L'endurance fondamentale est aussi appelée "endurance de base" ou "travail foncier". Elle correspond à un effort d'intensité modérée maintenu sur une durée prolongée. La capacité d'endurance varie selon l'âge, le degré d'activité ou de sédentarité et l'état de santé.

Les bases

Le principe, quel que soit son niveau, est de pouvoir maintenir  l'effort le plus longtemps possible en totale aisance respiratoire. L'essoufflement est un signe de dépassement de ses limites. Le fondement de l'endurance fondamentale est l'utilisation de l'oxygène par le corps pour produire de l'énergie. On parle de "filière aérobie". Le volume d'oxygène consommé augmente avec l'intensité de l'exercice.

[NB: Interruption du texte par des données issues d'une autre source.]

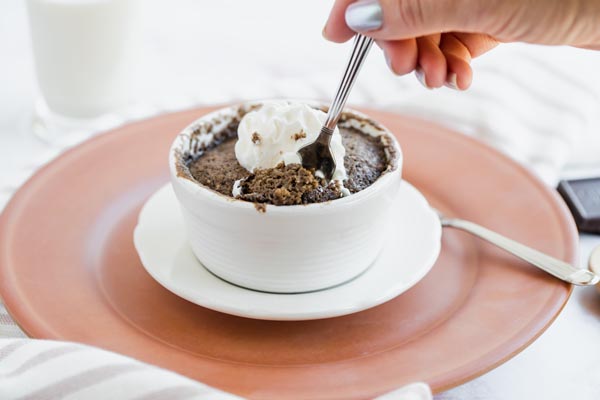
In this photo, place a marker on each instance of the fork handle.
(551, 265)
(362, 44)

Ainsi, pour une personne débutante et en condition physique "moyenne" l'exercice d'endurance approprié  correspond par exemple à une marche de 20 minutes à une allure de promeneur alors qu'un sportif régulier peut courir 40/45 min à une vitesse moyenne sans être essoufflé.

Le bon rythme

Le bon rythme est celui qui active le rythme cardiaque sans que la fréquence  cardiaque ne dépasse 75% de sa fréquence maximale théorique. La fréquence maximale théorique correspond au nombre de battements du cœur en 1 minute. Elle est mesurée après un effort intense de 2 ou 3 minutes. Elle peut également être estimée à partir de la  formule d’Astrand. Pour l'obtenir il suffit de retrancher son âge au nombre "220". Afin de tirer les meilleurs bénéfices de l’entraînement tout en préservant sa santé, l’idéal est de fixer et respecter la zone cardiaque cible qui se situe, en général, entre 60 et 80% de la fréquence cardiaque maximale. La fréquence cardiaque cible peut-être calculée par la méthode de Karnoven :

Fréquence cardiaque (FC) cible = FC au repos + % (FC maximale – FC au repos)

Utiliser la fréquence cardiaque cible pour fixer ses objectifs  permet une meilleure adéquation des efforts  avec l’impact de l’exercice sur l’organisme

La progression au centre de l'endurance

Le principe de l'endurance fondamentale est d'adapter son corps progressivement à l'effort. Une pratique régulière amène une augmentation progressive de l'intensité et la durée de l'exercice grâce à l’adaptation et aux changements de l’organisme au fur et à mesure de l’entraînement : augmentation de la cage thoracique, augmentation du volume du cœur et renforcement de ses parois, diminution de la fréquence cardiaque à l’effort et au repos, augmentation de la capacité aérobie, augmentation de la masse musculaire et modification du volume et de la répartition des fibres lentes et rapides, augmentation des capacités de stockage des réserves de glycogène au niveau des muscles et des capacités de transformation du glycogène en énergie, augmentation  de la vascularisation des muscles et du  nombre de cellules de myoglobine (« réservoirs à oxygène ») et donc de l’oxygénation des muscles, amélioration de la capacité à utiliser les lipides comme source d’énergie,, renforcement des os par stimulation de la formation osseuse par les contraintes mécaniques.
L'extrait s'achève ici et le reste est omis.